By the time the 1950s and 60s came around, Virginia Gov. James Lindsay Almond, Jr., was doing all in his power to keep African Americans in those schools.
After the landmark Brown v. Board of Education was decided on May 17, 1954 — declaring that state laws establishing separate public schools for black and white students to be unconstitutional — Almond, then Virginia’s attorney general, argued cases against integration, often facing off in court against Thurgood Marshall, who would later become Associate Justice of the U.S. Supreme Court.
Many state and local officials, like Almond, were equally disturbed by the Supreme Court decision, with state Senator Robert Button, also a member of the state board of education, calling it a “mortal blow.”
The Culpeper StarExponent’s headline on May 20, 1954, went so far as to assure its readers that the Supreme Court’s decision notwithstanding: “County Will Await Ruling of State on Segregation Issue.”
The ensuing story pointed out that the “State Constitution calls for separate schools for Negro and white students,” while it quoted Almond, as attorney general, suggesting “it may be possible for Virginia to arrange separate, equal public schools for white and Negro pupils.”
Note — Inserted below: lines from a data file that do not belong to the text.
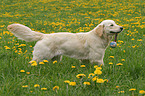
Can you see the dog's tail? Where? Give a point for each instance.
(24, 32)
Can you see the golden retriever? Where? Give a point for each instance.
(89, 46)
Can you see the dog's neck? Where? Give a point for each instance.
(106, 39)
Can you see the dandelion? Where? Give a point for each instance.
(133, 46)
(43, 88)
(25, 86)
(72, 83)
(34, 63)
(98, 72)
(121, 92)
(36, 85)
(22, 71)
(55, 88)
(67, 81)
(100, 80)
(91, 75)
(98, 68)
(141, 91)
(117, 86)
(6, 47)
(27, 72)
(139, 39)
(95, 78)
(111, 56)
(41, 62)
(54, 62)
(132, 89)
(82, 66)
(45, 61)
(73, 66)
(95, 66)
(87, 83)
(119, 64)
(110, 63)
(81, 75)
(132, 39)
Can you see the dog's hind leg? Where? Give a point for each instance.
(42, 52)
(57, 58)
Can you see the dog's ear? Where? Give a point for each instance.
(99, 30)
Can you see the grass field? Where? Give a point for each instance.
(19, 78)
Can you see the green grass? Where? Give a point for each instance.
(49, 16)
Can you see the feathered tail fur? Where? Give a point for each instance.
(24, 32)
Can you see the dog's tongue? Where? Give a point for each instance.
(115, 39)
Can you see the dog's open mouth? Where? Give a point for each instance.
(116, 34)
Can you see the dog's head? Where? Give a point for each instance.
(108, 27)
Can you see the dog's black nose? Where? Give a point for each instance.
(121, 28)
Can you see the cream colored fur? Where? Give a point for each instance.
(89, 46)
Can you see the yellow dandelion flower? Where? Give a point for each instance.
(36, 85)
(6, 47)
(73, 66)
(25, 86)
(111, 56)
(141, 91)
(72, 83)
(83, 66)
(91, 75)
(81, 75)
(66, 81)
(22, 71)
(121, 92)
(117, 86)
(106, 80)
(110, 63)
(41, 62)
(95, 78)
(139, 39)
(87, 83)
(55, 88)
(54, 62)
(100, 80)
(95, 66)
(98, 72)
(45, 61)
(43, 88)
(27, 72)
(133, 46)
(119, 64)
(132, 39)
(98, 68)
(132, 89)
(33, 63)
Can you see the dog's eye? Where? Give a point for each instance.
(111, 25)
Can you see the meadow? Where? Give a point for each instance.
(124, 70)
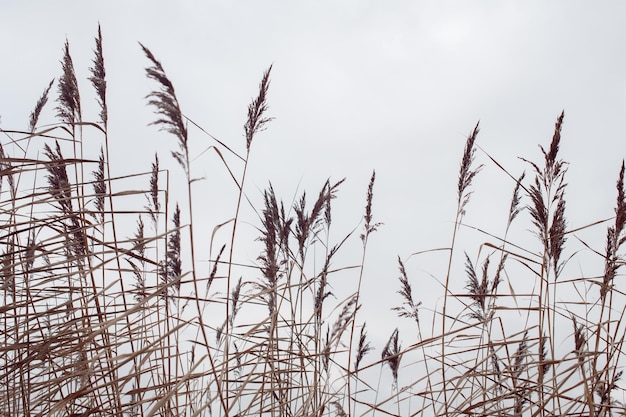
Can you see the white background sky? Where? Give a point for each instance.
(394, 86)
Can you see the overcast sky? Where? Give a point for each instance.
(394, 86)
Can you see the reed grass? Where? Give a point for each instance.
(105, 315)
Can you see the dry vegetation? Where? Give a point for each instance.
(101, 320)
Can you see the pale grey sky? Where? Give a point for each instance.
(356, 85)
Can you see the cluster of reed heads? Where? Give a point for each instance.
(106, 316)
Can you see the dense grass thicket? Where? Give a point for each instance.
(107, 309)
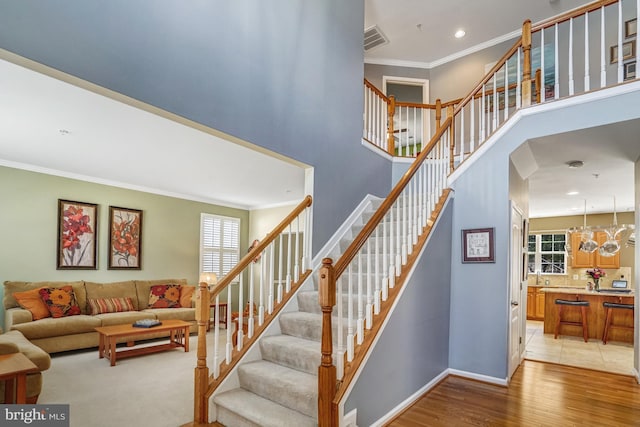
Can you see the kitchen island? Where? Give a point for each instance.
(596, 313)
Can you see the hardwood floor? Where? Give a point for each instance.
(540, 394)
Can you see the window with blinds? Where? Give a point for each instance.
(219, 244)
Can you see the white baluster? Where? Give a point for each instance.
(494, 120)
(506, 91)
(518, 80)
(240, 334)
(216, 336)
(250, 316)
(271, 278)
(571, 57)
(350, 338)
(392, 269)
(369, 307)
(405, 243)
(261, 289)
(360, 321)
(296, 268)
(472, 126)
(587, 77)
(280, 261)
(620, 30)
(398, 237)
(385, 261)
(557, 65)
(376, 277)
(543, 88)
(229, 345)
(637, 53)
(603, 51)
(289, 250)
(340, 352)
(461, 154)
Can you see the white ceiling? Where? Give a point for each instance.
(113, 143)
(421, 34)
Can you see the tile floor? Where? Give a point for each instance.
(613, 357)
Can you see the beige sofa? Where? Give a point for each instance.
(15, 342)
(78, 331)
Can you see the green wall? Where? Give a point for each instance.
(28, 229)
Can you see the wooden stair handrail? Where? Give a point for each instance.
(348, 255)
(572, 14)
(256, 251)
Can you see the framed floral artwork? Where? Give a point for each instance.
(125, 238)
(77, 235)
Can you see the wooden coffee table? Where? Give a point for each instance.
(178, 337)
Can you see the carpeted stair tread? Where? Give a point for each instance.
(291, 388)
(306, 325)
(240, 408)
(294, 352)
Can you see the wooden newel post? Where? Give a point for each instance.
(526, 63)
(200, 404)
(391, 111)
(327, 377)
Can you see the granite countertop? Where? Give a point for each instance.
(583, 291)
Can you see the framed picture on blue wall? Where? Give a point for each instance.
(478, 245)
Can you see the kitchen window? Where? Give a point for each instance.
(546, 253)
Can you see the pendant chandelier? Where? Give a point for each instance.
(615, 234)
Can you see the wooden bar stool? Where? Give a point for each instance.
(608, 323)
(560, 305)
In Culpeper alone at the time, there were 1,059 black students, compared to 2,013 white pupils.
Virginians ultimately elected Almond governor in 1958, and shortly thereafter he went so far as to close Warren County High School in Front Royal as a means of keeping African Americans out of its classrooms.
This tactic was known here in Rappahannock County and elsewhere in Virginia as “Massive Resistance,” and the outspoken Almond — who would wind up on a 1958 cover of Time magazine with a Confederate flag as his backdrop — worked closely with Virginia Sen. Harry F. Byrd, Sr., another staunch segregationist, to see that it succeeded.
In fact, it was Byrd who first announced the resistance strategy, while also helping organize other southern states to oppose integration. The strategy in Virginia seemed simple enough: take authority out of local government hands and reposition it in Richmond.
The senator also proposed that Virginia would actually pay the private school tuition of all white students whose schools would be shut down, if that’s what it would take to keep blacks out, including in Front Royal.
According to the resistance plan, the state would close all similar schools in Virginia where blacks, because of whatever loopholes, were allowed to enroll. The plan stated, if a black high school student “would not withdraw [his enrollment application], the state would close all high schools in that district.”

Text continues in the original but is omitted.